Questo è impossibile nel caso di L’essenza del futuro, l’antologia riepilogativa della fantascienza di Vittorio Catani, da poco pubblicata dalla Perseo Libri nella collana Narratori Europei di Science Fiction (n.34), con prefazioni di Ugo Malaguti e Lino Aldani e una bibliografia di Ernesto Vegetti. Infatti, l’unica caratteristica che accomuna le oltre 600 pagine di oltre 60 racconti, novelle e articoli di questo libro è una straordinaria, irrefrenabile, incessante varietà di sfondi, generi, registri linguistici. C’è tutta la fantascienza in questo libro, in ogni suo sottogenere, non perché troviamo dei “periodi”, ma perché tutte le varianti della SF vengono esplorate e riesplorate ripetutamente, con un rifiuto della specializzazione che è la vera ricchezza di Vittorio Catani.

Assolutamente differenti fra loro sono state nel corso degli anni le mie, personalissime, “scoperte” della scrittura di Catani. Nel suo primo volume, la raccolta L’eternità e i mostri (Galassia), del 1972 e da me letta ovviamente qualche anno dopo, si succedevano quattro racconti molto diversi. Per esempio, I mostri è una tragica storia di dislocazione psichica, brillante per il modo in cui tiene in secondo piano l’elemento tecnologico, pur fondamentale per la storia: chissà, forse anche qui nasce la via italiana alla ricerca del “postumano”. Invece, Nella sfera è uno dei pochi veri dopobomba della fantascienza italiana (sul modello del semidimenticato Edgar Pangborn più che di Bradbury o Dick), in cui il mondo e il protagonista raggiungono, a gran prezzo, una maturità che permetterà di affrontare il futuro.
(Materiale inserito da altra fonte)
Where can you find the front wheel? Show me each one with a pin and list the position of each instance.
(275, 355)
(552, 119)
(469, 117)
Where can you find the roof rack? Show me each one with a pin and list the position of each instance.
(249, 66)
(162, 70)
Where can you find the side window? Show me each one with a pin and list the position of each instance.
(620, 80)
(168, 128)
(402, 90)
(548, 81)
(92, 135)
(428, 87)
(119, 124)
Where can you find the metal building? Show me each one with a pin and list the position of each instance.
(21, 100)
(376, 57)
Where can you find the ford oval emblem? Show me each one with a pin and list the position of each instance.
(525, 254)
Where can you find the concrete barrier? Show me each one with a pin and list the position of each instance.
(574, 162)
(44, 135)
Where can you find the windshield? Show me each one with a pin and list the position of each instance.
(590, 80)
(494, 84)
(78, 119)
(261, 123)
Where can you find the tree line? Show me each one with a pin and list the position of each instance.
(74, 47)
Entrambi racconti che hanno dentro le potenzialità del romanzo, rispettivamente come preludio e per lo spessore dello sfondo.
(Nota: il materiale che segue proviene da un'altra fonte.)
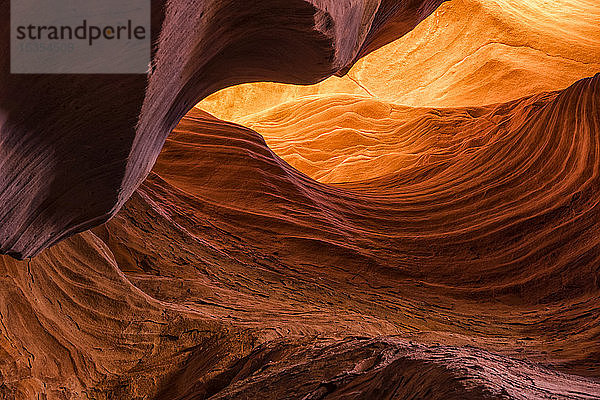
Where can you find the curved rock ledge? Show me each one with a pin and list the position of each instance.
(228, 270)
(74, 148)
Ma a spiccare è il primo, un racconto lungo di esplorazione spaziale, Breve eternità felice di Vikkor Thalimon, che dall’allusione hemingwayana del titolo riprende il perseguimento di una rivelazione, di una salvezza. I codici – nonostante tutto rassicuranti – di Hemingway sono in realtà molto lontani, e la durezza della storia ha più a che fare con la letteratura “coloniale” di Stevenson e Conrad, muovendosi allo stesso tempo su coordinate introspettive ed “esistenziali”. Insomma, la più bella descrizione di un mondo alieno, barocca e dettagliata, della SF italiana è lo scenario di un’avventura che rivela l’autodistruttività della volontà di onnipotenza implicita in tante tradizionali storie di esplorazione: in quei termini, nessun contatto, dialogo o integrazione è possibile. Una storia estrema, che solo la SF può raccontare.
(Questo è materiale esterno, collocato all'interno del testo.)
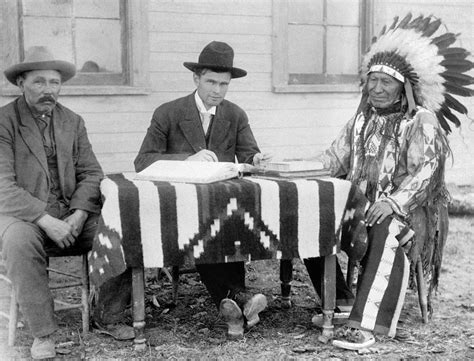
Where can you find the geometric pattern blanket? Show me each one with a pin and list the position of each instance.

La mia seconda scoperta avvenne con una storia altrettanto estrema, letta in un’antologia cyberpunk curata da Roberto Sturm (Sangue sintetico, Pequod 1999), ma in realtà (seppi molto tempo dopo) pubblicata per la prima volta nel 1986, quando il sottogenere era appena nato. Senza speranza per il mondo come per il protagonista, L’angelo senza sogni presenta uno scenario di spossessamento “biopolitico” – umano, sociale, tecnologico, ma soprattutto fisico e corporeo – che non potrebbe essere più assoluto, totalmente privo della fiducia e della sicurezza vantata dai vari Bruce Sterling e Neal Stephenson. La distopia non è solo (come in molte, troppe, nostrane imitazioni della social science fiction) questione di ingegneria istituzionale, ma come in William Gibson e Pat Cadigan, noi tutti la viviamo dentro la concretezza del corpo.

Ecco, Vittorio Catani, che esordisce nel 1962 sulla Galaxy italiana con un rutilante racconto (Le nevi di Oghiz) ispirato dalla migliore avventura spaziale di Jack Vance e Sprague De Camp, alla metà degli anni Ottanta scrive una storia perfettamente in sintonia con tutto quanto rappresentava il “nuovo” nel resto della SF mondiale, in effetti anticipandone molto. Non basta?